Mushet : bettering Bessemer
Robert Mushet (1811-91) was a metallurgist who perfected the Bessemer process for making steel. His father, David Mushet, moved from Scotland in 1810 to run the Whitecliff furnace but soon had his own ironworks at Gorsty Knoll.
Robert Mushet was born in the house which is now the Forest House Hotel on Cinder Hill. Invented in 1855 by Henry Bessemer, the Bessemer process involved removing impurities from iron by oxidation, reducing the cost and speed of steel manufacture. Mushet’s discovery of adding ferromanganese in 1856 improved the malleability of the steel and the quality of the final product making the process practical for large scale industrial use. Mushet himself was the first to make rails of steel rather than cast iron, vastly improving their reliability. The material was quickly taken up by railways throughout the world. Mushet also produced the first commercial steel alloy in 1868 by adding tungsten.
Despite his discoveries, he had to be rescued from near insolvency by Bessemer who had benefited from Muchet's modification to his process.
Edna Healy : Famous for far more than being a wife
The biographer and documentary film-maker Edna Healey (née Edmunds, 1918-2010) was born in Coleford and educated at Bells Grammar School, allegedly the first pupil from that school to win a place at Oxford University.
She met Denis Healey, the future Labour Chancellor of the Exchequer, at university and later married him in 1945 after he had served in the Second World War.
Edmunds trained initially as a teacher and after raising a family pursued her career as a writer and award-winning television documentary maker. Her books include Wives of Fame, The Queen’s House (A Social History of Buckingham Palace) and a biography of the wife of Charles Darwin, Emma.

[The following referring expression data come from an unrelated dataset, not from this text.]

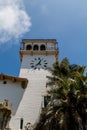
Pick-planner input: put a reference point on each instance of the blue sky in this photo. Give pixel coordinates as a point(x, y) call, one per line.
point(64, 20)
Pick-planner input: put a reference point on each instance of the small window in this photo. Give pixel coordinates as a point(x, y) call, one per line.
point(45, 101)
point(35, 47)
point(42, 47)
point(29, 47)
point(21, 123)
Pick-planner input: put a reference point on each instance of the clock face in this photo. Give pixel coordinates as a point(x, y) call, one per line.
point(38, 63)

Mary Howitt : Caught by Carroll
Mary Howitt (née Botham, 1799-1888) was a poet and author of the children’s cautionary rhyme The spider and the fly, parodied by Lewis Carroll in Alice in Wonderland. She was born in Coleford, educated at home and began writing at an early age. Her father, Samuel Botham, was an industrialist from the Midlands who was a partner in a bid to develop a coke-fired furnace at Whitecliff.

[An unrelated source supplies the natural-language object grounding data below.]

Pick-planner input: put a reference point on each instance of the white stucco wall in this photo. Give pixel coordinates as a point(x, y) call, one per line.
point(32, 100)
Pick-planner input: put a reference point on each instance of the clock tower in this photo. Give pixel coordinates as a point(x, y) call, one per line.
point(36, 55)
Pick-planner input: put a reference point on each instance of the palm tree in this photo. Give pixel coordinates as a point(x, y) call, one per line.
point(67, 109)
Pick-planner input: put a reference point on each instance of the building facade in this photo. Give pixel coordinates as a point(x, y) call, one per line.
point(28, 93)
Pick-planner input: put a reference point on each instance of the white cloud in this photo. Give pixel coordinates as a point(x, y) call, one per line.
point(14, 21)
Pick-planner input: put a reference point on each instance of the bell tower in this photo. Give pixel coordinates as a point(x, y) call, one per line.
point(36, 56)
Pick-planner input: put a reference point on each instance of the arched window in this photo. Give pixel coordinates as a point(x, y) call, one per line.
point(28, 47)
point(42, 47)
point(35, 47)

Angus Buchanan VC MC : Bravery in the field
Angus Buchanan VC MC (1894-1944) was the son of a local doctor and won the Victoria Cross for bravery while serving with the South Wales Borderers in Messopotamia (Iraq) in 1916. He was wounded three times and blinded but after returning home still managed to attend Oxford University and gain a degree in law. After the war, Coleford residents raised money in recognition of his bravery which he asked to be used to provide somewhere for young children to play. Thus land was purchased to create the Angus Buchanan Recreation Field in 1919. He is buried in the cemetery next to the recreation field which bears his name.
Dennis Potter : Potted history
Dennis Potter (1935-1994) is one of the most significant writers for television there has been. He is best known for his serials mixing fantasy and reality, intermingled with popular songs, The Singing Detective and Pennies from Heaven, the latter gaining him a BAFTA award and Oscar nomination.
Born in Berry Hill, he attended Bell’s Grammar School in Coleford (now the location of the Bells Golf Club).
He described the Forest of Dean as “a heart-shaped place between two rivers, somehow slightly cut off from the rest of England”.
His radio autobiography, The Changing Forest, published in 1962 is a study of the people and traditions of the area at a time of profound social change.